The Chateau-Fort of Bouillon probably dates to before the tenth century, but there is no proof of that. We do know for certain that it was in the hands of the House of Ardenne until 1096. The Ardenne Duke, Godefroid, sold it that year to finance his part in the first Crusade. When he departed from the Castle headed for Jerusalem, it was with the hopes that he would return and buy it back. Unfortunately for him, in spite of having conquered Jerusalem, he died there in 1100. It is said that he was named “Defender of the Holy Sepulchre” because he refused to wear a king’s crown “where Jesus Christ had worn a crown of thorns.” As a Believer, I find that particular statement startling and confusing; Godefroid held a belief in my God, yet he managed to kill thousands of Jews on his way to Jerusalem and thousands of Muslims when he got there.
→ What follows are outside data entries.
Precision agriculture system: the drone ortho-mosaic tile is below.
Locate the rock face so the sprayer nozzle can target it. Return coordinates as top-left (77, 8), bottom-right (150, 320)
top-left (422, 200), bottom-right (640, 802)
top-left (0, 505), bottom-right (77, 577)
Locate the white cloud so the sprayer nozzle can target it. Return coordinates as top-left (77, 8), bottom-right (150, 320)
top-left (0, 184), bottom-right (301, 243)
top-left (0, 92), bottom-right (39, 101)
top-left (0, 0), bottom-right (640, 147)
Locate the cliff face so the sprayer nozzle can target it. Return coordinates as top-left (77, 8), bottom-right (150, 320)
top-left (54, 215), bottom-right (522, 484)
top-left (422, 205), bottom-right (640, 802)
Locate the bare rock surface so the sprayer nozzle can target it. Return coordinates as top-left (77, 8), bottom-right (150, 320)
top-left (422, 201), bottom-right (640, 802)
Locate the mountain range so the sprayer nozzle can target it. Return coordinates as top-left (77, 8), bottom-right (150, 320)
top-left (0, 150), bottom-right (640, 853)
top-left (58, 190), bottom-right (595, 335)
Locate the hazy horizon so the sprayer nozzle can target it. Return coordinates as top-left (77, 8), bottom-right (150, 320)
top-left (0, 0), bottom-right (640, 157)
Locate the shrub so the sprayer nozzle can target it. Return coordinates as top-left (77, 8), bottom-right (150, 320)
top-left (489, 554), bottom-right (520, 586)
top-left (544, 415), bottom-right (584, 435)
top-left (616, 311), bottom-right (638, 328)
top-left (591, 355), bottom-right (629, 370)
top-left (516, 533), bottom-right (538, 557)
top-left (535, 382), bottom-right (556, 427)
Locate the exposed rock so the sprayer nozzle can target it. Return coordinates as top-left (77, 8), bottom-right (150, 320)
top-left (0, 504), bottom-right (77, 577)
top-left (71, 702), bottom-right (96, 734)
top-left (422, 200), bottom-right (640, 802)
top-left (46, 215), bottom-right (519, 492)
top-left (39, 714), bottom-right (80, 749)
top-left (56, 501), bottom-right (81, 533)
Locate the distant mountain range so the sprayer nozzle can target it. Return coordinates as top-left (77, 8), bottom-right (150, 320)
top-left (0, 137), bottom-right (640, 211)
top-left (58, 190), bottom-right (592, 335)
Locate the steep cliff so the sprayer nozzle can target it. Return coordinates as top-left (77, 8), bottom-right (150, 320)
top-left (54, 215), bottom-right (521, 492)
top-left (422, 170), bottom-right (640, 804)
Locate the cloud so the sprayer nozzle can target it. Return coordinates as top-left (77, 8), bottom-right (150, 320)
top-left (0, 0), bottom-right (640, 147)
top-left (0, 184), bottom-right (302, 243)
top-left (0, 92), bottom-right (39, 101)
Hard for me to fathom, but that’s another post, and another blog.
The views from the tower are spectacular. On the one side, the town of Bouillon. On the other, the lovely mountains of the Ardennes region. I visited in late winter, so the trees were not beautiful, but thanks to my maternal great-Aunt Katherine, I learned years ago to appreciate the unique beauty of this season, especially as it allows for views that summer foliage spoils.
This is a trip I recommend. At just under two hours from Brussels or from Mons, it’s worth the journey. There are several brasseries and a tearoom with quiches and sweets and a rich selection of teas. Go. Take your camera. And your love of history.